3. Your ROI Can Take an Unexpected Hit
Like many investments, you’ll want to be sure that you’re making a proper return. In the case of foreclosures, novice investors are often unfamiliar with the potential expenses or costs involved.
While most will be prepared for the property price and a standard title fee, there may be unexpected costs as well. There may be transfer taxes or even liens on the property, and you may need to pay fees related to the original foreclosure.
4. Your Rental Plan Can Be Delayed
Buying foreclosed homes risks delays brought on by the process of buying a foreclosure.
Foreclosure sales are known to have more delays than traditional sales, particularly during the escrow phase at closing. One way to minimize these delays is to make sure you’re working with an experienced broker or real estate agent.
Your agent should not only have familiarity with foreclosure sales but also with the financial institution involved in the transaction.
5. As-Is Sales Can Be Vague
A huge risk when buying a foreclosed home is that the sellers are not under any legal obligation to disclose major faults.
Foreclosed homes are generally sold “as-is”, meaning the full responsibility of due diligence is on the buyer. In other words, the buyer must arrange an inspection to ensure that the property does not have any glaring issues.
It’s always wise to keep a reserve of funds on hand in case the property needs considerable repairs – or even major overhauls like roofing or foundation work.
Benefits of Buying a Foreclosed Home
The primary benefit of buying a foreclosed home is that you can often pay considerably less than market value if the right circumstances exist.

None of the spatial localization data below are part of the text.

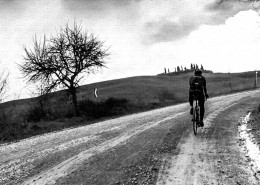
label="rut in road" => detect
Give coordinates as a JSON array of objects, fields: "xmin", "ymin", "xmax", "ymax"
[
  {"xmin": 22, "ymin": 112, "xmax": 186, "ymax": 185},
  {"xmin": 0, "ymin": 104, "xmax": 188, "ymax": 185},
  {"xmin": 1, "ymin": 90, "xmax": 259, "ymax": 185},
  {"xmin": 156, "ymin": 91, "xmax": 260, "ymax": 185},
  {"xmin": 156, "ymin": 103, "xmax": 236, "ymax": 184}
]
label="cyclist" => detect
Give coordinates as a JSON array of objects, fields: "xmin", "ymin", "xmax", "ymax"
[{"xmin": 189, "ymin": 69, "xmax": 209, "ymax": 127}]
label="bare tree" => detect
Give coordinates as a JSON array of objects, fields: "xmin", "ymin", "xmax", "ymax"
[
  {"xmin": 29, "ymin": 77, "xmax": 51, "ymax": 111},
  {"xmin": 200, "ymin": 64, "xmax": 204, "ymax": 71},
  {"xmin": 0, "ymin": 69, "xmax": 9, "ymax": 102},
  {"xmin": 19, "ymin": 23, "xmax": 109, "ymax": 116}
]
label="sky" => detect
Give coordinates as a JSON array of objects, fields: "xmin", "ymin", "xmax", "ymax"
[{"xmin": 1, "ymin": 0, "xmax": 260, "ymax": 100}]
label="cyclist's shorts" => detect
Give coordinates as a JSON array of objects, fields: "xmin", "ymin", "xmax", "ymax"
[{"xmin": 190, "ymin": 90, "xmax": 203, "ymax": 100}]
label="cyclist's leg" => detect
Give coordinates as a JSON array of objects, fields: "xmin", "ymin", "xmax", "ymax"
[
  {"xmin": 189, "ymin": 90, "xmax": 194, "ymax": 115},
  {"xmin": 189, "ymin": 90, "xmax": 193, "ymax": 106},
  {"xmin": 199, "ymin": 94, "xmax": 205, "ymax": 123}
]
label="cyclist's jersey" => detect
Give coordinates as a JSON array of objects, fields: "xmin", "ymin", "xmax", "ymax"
[{"xmin": 189, "ymin": 75, "xmax": 206, "ymax": 92}]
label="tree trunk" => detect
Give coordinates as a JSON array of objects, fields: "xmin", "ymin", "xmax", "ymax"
[{"xmin": 71, "ymin": 89, "xmax": 80, "ymax": 117}]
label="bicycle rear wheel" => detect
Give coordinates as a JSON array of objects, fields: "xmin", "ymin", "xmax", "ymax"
[{"xmin": 193, "ymin": 106, "xmax": 197, "ymax": 135}]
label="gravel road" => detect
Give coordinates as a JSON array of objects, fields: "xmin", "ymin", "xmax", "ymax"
[{"xmin": 1, "ymin": 90, "xmax": 260, "ymax": 185}]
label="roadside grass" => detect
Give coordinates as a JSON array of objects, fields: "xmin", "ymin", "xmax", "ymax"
[{"xmin": 0, "ymin": 71, "xmax": 259, "ymax": 143}]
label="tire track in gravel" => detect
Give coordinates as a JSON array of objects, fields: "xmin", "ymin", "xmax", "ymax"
[
  {"xmin": 22, "ymin": 112, "xmax": 186, "ymax": 185},
  {"xmin": 0, "ymin": 104, "xmax": 188, "ymax": 184},
  {"xmin": 1, "ymin": 90, "xmax": 259, "ymax": 184},
  {"xmin": 156, "ymin": 90, "xmax": 260, "ymax": 185},
  {"xmin": 156, "ymin": 103, "xmax": 237, "ymax": 185}
]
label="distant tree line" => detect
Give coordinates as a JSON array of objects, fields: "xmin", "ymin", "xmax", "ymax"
[{"xmin": 163, "ymin": 63, "xmax": 210, "ymax": 74}]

While foreclosed homes may not necessarily have a listing price that is lower than other area homes, they are priced by the lender, who wants to sell the home and get it off of their books.
Can You Get a Mortgage to Buy a Foreclosed Home?
It’s not uncommon for buyers to obtain a mortgage for the purchase of a foreclosed home. Many lenders even specialize in loans for foreclosed properties or properties that need rehab. The terms of the loan will vary from lender to lender and may require the home to be in a livable condition.
Before you begin your property search, you may want to apply for a mortgage ahead of time to obtain a pre-approval, which can substantially increase the odds of the seller accepting your offer.
Mortgage Options for Buying Foreclosed Homes
In many cases, even when a property is foreclosed you can leverage a variety of conventional mortgage options.
As long as you aren’t buying from a cash-only auction, and provided the home is in livable condition, you may be able to get a conventional mortgage.
Other options include government-backed loan programs from the Veterans Administration, Federal Housing Authority, or even the USDA.
Government-backed loans have the major advantage of making a home more affordable, though they do come with some stipulations depending on the property.
For example, if the property you’re looking at isn’t able to qualify for a loan due to not being in “livable condition”, it may require some additional work to be performed before it meets the minimum criteria.
On the other hand, since you don’t need mortgage insurance with government-backed loans, you could use the money saved there for further work.
The Bottom Line
When it comes down to it, buying foreclosed properties may not be a bad investment – but they do have risks and benefits unique to foreclosures.
However, being aware of those risks can allow you to properly prepare. One of the best ways to go into a foreclosure sale is to visit a lender today and start the process of pre-approval, so you can start seriously start looking for your next investment.